I know many people hate PayPal passionately, some apparently with good reason – they like to freeze accounts, play games with their Terms of Service, and have little support when you have a problem. Is Google Checkout any better or any different? Their fee structures seem to be the same.
I don’t need to know about other solutions, thanks. (I’m researching this for my employer who can take credit cards already, but is interested in setting up a new site shared with some other folks and using Weebly to create the site; Weebly supports PayPal and Google Checkout automatically, but if you convince me they both suck too hard, I can suggest we try coding our direct solution into the page ourselves. If that makes sense.)
Are you saying your employer already takes credit cards as a Web based card-not-present transaction, or they take them in a card-present point of sale situation and you’re trying to add an ecommerce site with Weebly?

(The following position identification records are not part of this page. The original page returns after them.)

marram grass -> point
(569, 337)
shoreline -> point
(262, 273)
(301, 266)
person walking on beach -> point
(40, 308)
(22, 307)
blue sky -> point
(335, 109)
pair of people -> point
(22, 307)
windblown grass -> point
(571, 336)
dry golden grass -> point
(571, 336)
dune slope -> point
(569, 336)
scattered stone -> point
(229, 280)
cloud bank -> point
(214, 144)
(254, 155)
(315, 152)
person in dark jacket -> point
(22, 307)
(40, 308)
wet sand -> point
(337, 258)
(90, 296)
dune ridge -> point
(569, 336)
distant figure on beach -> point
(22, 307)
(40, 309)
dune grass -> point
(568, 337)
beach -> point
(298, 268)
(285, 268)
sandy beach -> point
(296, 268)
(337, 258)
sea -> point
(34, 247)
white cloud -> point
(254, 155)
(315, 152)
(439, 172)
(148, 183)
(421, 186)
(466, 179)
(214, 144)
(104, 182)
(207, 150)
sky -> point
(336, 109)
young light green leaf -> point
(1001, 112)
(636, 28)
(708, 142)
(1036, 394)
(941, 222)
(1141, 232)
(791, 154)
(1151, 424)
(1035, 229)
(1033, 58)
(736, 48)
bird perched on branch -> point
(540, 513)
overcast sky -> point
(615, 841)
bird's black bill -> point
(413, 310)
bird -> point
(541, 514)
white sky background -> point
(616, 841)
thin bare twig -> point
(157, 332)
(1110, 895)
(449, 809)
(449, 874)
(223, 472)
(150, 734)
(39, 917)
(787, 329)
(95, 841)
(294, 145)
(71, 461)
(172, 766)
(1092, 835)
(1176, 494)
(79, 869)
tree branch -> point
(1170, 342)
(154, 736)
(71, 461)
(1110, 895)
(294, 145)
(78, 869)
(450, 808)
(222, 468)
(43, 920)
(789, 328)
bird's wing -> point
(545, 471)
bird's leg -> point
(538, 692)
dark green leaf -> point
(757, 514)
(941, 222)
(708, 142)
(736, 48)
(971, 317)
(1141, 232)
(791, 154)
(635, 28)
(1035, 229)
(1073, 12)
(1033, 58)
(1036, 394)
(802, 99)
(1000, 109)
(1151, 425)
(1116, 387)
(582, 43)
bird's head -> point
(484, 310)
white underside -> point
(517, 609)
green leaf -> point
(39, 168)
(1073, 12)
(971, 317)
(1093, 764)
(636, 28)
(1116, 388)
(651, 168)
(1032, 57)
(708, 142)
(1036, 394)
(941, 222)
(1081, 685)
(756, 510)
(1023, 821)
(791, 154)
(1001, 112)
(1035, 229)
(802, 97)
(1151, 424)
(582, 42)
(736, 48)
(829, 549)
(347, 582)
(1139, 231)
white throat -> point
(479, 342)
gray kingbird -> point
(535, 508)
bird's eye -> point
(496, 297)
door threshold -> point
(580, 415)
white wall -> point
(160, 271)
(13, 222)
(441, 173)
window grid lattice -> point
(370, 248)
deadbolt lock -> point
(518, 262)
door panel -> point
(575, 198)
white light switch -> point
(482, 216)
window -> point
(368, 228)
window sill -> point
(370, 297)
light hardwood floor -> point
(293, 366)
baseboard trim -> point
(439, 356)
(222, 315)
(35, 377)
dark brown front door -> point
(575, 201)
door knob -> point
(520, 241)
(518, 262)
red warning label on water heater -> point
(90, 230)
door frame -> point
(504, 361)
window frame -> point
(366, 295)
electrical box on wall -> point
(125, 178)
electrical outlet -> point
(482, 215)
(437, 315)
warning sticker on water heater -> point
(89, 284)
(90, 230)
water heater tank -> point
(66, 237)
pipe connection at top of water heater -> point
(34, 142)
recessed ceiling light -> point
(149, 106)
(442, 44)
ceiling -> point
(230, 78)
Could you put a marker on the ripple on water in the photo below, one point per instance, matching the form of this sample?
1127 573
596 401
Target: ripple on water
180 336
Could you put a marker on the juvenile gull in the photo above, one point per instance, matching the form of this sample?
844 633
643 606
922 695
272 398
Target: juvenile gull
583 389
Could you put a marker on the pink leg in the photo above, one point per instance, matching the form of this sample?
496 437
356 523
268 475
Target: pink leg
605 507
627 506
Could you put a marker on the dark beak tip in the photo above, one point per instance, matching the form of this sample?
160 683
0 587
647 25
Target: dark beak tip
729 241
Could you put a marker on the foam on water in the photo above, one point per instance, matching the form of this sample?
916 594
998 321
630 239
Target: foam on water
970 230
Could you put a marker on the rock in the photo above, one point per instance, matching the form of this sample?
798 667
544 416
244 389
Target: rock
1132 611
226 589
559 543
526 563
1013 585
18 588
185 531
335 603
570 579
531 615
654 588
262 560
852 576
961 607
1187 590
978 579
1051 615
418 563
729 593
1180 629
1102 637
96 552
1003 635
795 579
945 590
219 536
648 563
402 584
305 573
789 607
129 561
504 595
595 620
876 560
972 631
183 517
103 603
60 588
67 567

Personally I think PayPal is a good alternative payment option for businesses who process credit cards already. I like it less as a primary payment method if you’re using it in the mode where people are redirected to paypal.com, log in, and send you payment securely. It’s too much of a hassle for people who don’t use paypal.

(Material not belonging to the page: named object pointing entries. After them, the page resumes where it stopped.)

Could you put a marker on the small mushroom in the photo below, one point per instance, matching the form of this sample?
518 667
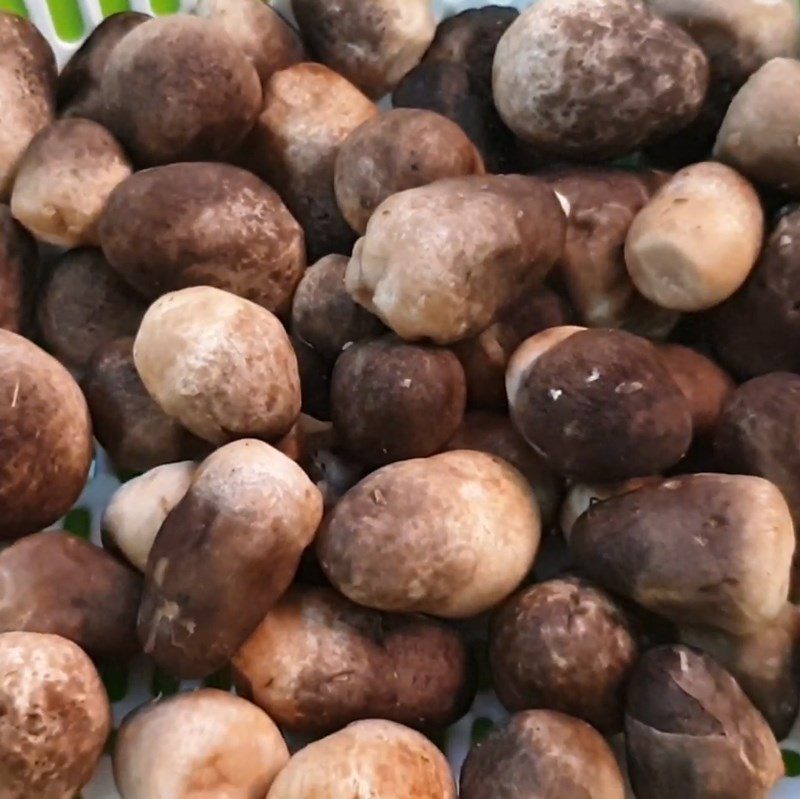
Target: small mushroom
494 434
84 305
224 555
55 719
544 754
308 113
203 743
318 662
260 32
705 549
27 92
694 244
510 232
760 131
54 582
765 664
599 405
78 91
234 354
691 731
373 44
381 758
138 508
46 431
613 99
563 645
324 315
461 531
400 150
391 401
127 421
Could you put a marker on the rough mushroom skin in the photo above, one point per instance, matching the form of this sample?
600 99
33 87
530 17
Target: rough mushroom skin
563 645
227 229
308 112
358 755
696 241
54 582
27 92
602 205
759 133
485 357
56 717
511 231
552 72
494 434
205 743
372 44
45 428
198 109
18 273
78 92
402 149
64 180
224 555
461 528
757 331
391 401
324 315
222 366
598 404
765 664
706 549
691 731
128 423
291 666
260 32
545 754
84 305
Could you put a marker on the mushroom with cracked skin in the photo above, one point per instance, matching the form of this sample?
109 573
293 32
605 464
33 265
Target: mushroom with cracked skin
44 422
372 44
461 531
690 731
392 400
177 88
511 231
224 555
206 743
705 549
563 645
27 92
381 757
402 149
318 662
222 366
227 229
308 113
694 244
599 405
614 97
56 717
545 754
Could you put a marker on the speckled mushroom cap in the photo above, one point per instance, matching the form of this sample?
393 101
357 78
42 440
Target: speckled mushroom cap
380 757
573 77
55 717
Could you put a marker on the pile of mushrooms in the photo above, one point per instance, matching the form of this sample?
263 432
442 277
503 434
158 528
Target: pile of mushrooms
508 373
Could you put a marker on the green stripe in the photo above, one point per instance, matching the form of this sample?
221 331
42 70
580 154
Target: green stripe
67 19
162 7
109 7
14 7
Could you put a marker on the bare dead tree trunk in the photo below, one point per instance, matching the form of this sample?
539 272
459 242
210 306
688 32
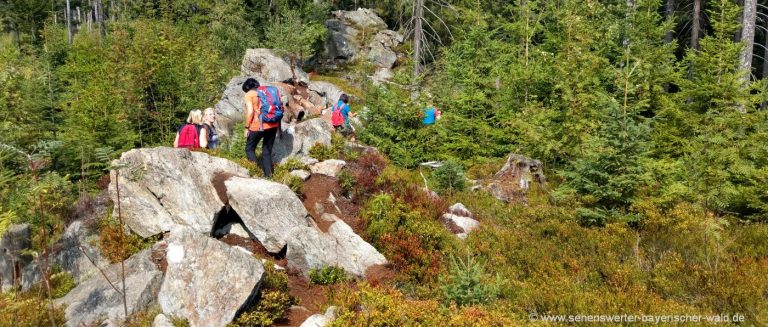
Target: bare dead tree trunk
765 60
69 25
695 31
100 20
765 54
88 18
418 35
696 25
748 36
527 51
122 240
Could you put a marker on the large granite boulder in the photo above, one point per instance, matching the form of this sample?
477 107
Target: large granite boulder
164 187
361 34
230 110
460 220
12 261
207 282
330 167
264 64
96 301
297 140
320 320
269 210
324 94
75 253
515 178
309 247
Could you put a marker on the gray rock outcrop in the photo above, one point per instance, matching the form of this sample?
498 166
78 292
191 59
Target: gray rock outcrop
461 219
12 261
96 301
382 53
300 173
267 66
230 109
323 94
309 247
207 281
269 210
297 140
172 186
320 320
162 320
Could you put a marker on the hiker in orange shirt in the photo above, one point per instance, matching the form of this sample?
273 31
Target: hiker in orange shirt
264 110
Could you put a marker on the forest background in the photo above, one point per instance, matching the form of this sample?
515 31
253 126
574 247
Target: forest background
648 115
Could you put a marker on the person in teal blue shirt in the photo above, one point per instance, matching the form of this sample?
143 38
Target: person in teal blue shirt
431 114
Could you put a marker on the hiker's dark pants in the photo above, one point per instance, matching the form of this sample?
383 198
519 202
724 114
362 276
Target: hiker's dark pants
266 148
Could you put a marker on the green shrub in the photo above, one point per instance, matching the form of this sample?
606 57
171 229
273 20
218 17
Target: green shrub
327 275
28 309
61 283
274 300
282 174
346 182
450 177
468 283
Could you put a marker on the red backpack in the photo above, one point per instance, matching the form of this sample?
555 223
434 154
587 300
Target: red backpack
337 119
189 137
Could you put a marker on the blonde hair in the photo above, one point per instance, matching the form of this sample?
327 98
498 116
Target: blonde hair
195 117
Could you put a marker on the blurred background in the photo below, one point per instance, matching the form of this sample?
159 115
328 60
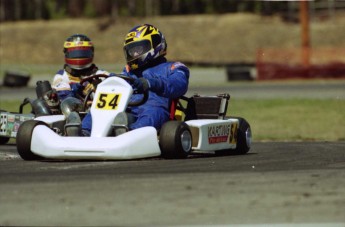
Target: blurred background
249 39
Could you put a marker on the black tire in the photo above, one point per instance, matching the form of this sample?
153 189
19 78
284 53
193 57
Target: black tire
4 140
175 140
23 139
243 143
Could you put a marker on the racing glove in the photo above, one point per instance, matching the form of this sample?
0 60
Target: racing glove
76 88
141 85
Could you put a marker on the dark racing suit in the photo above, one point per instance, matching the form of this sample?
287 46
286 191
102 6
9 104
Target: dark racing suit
67 84
67 81
167 81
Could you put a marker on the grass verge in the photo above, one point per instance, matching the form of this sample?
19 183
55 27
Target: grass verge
280 119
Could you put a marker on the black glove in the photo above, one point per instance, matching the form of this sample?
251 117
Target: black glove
141 85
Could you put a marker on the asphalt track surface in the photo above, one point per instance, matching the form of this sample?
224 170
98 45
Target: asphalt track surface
275 184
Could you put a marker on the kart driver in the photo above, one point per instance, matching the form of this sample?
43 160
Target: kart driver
79 53
144 49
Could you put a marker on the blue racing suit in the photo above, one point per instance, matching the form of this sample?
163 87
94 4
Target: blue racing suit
167 81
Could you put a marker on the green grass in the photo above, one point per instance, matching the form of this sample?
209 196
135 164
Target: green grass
293 119
280 119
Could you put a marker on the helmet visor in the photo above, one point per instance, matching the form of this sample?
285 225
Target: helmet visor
79 52
136 49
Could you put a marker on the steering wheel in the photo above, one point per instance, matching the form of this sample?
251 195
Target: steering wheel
130 80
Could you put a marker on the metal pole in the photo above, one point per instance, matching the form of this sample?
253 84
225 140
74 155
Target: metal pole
304 18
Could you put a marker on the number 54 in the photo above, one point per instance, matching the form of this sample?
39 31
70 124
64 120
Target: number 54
108 101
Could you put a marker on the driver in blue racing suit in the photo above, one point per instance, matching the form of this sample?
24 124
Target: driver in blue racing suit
145 48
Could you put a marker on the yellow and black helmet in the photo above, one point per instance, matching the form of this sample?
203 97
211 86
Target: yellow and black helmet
143 43
79 51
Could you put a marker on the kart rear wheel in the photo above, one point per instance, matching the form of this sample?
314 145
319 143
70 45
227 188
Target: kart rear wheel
23 139
244 139
175 140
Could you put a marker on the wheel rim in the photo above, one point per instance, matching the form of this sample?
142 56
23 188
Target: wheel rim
186 141
248 137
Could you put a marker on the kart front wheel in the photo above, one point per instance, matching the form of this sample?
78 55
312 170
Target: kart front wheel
175 140
23 139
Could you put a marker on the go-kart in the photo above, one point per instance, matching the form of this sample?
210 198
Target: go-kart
199 125
46 103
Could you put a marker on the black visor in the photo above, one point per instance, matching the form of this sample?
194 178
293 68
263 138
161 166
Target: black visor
136 49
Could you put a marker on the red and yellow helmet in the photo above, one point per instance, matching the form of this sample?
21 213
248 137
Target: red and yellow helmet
143 43
79 51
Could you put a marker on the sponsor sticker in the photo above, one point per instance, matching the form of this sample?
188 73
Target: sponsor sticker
218 133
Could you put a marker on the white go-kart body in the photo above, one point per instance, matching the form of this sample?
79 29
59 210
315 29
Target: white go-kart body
39 138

Now, if you mean using PayPal as a merchant services provider where customers enter their credit card directly, then that’s basically a cost decision. I don’t believe it alters the customer’s experience at all compared to say, using a normal merchant account and a payment gateway like Authorize.net.
I never had any good experience with Google Checkout. I don`t like it on the back end, I don’t like the front end, I don’t think enough people use it, and I found it horrible for International users.

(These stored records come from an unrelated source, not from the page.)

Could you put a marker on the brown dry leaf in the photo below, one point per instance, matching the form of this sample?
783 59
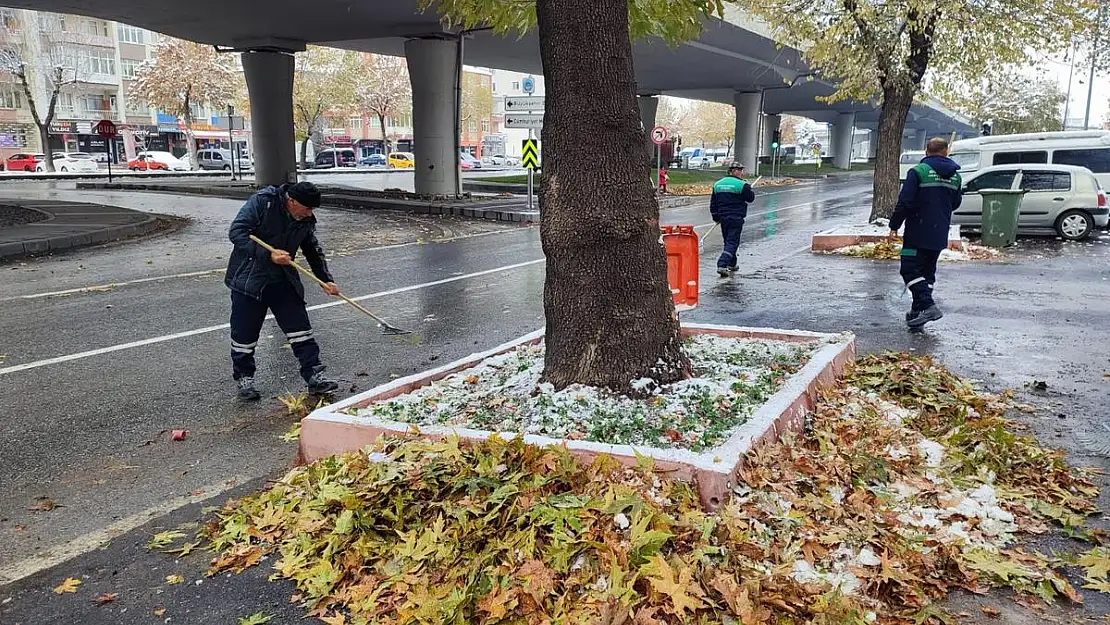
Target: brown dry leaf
989 611
68 585
44 504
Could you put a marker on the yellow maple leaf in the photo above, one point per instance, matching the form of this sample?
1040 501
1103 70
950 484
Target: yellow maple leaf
1097 563
1100 585
677 588
68 585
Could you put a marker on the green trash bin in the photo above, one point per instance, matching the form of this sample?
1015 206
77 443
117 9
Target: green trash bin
1000 209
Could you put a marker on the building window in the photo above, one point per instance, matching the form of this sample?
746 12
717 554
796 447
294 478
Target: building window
96 28
8 19
97 60
131 34
92 103
10 98
128 68
66 103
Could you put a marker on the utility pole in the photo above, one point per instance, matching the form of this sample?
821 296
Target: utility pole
1071 73
1095 60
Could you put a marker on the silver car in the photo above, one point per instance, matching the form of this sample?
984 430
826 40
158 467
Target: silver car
1062 199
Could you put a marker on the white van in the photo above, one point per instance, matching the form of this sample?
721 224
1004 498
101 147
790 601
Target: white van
908 161
1081 148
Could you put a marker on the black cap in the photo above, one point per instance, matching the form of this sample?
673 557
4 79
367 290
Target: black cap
305 193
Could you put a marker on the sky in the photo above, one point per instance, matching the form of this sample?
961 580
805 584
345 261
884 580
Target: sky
1100 100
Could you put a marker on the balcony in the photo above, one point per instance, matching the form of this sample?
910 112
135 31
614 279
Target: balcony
71 113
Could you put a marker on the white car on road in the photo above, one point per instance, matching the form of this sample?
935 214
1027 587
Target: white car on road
76 162
1062 199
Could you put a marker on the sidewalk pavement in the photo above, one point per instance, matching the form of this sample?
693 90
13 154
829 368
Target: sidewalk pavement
71 224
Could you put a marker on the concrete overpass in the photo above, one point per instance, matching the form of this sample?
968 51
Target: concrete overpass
734 61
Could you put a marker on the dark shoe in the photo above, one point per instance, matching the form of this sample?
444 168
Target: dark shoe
931 313
246 390
320 384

By the way - I hope this isn’t insulting to anyone else - but there aren’t any problems with PayPal that should be a horrible problem for a serious business. The costs are higher than our costs with our merchant account, and we lose more disputes with Paypal than we do chargebacks with our merchant account. But they’re just costs of doing business. We know that a lot of our customers feel much better paying through Paypal so it’s worth it to have higher transactions costs for us. If it weren’t we wouldn’t offer paypal. Losing a dispute unfairly is an annoying expense but getting upset about it makes no sense, and that’s what, in my experience, people tend to do.
Employer already takes cards in e-commerce, and by phone and mail-order, but wants to add a small joint venture site using Weebly. More specifically, we’re a small publisher that retails books online and by catalog (and in real life through bookstores); joint venture is to be an author-driven subscription site. The authors will build the site with (what we hope will be) minimal help from us. We’ll be providing tech support for subscribers and some marketing for the site, but (we hope) the authors will do all the content and design directly.
This wasn’t my idea and I’m not convinced it’ll work – authors are notorious for big ideas with uneven follow-through – and if the authors don’t keep up with it, site maintenance and development will default to me. But hey, it’s a job.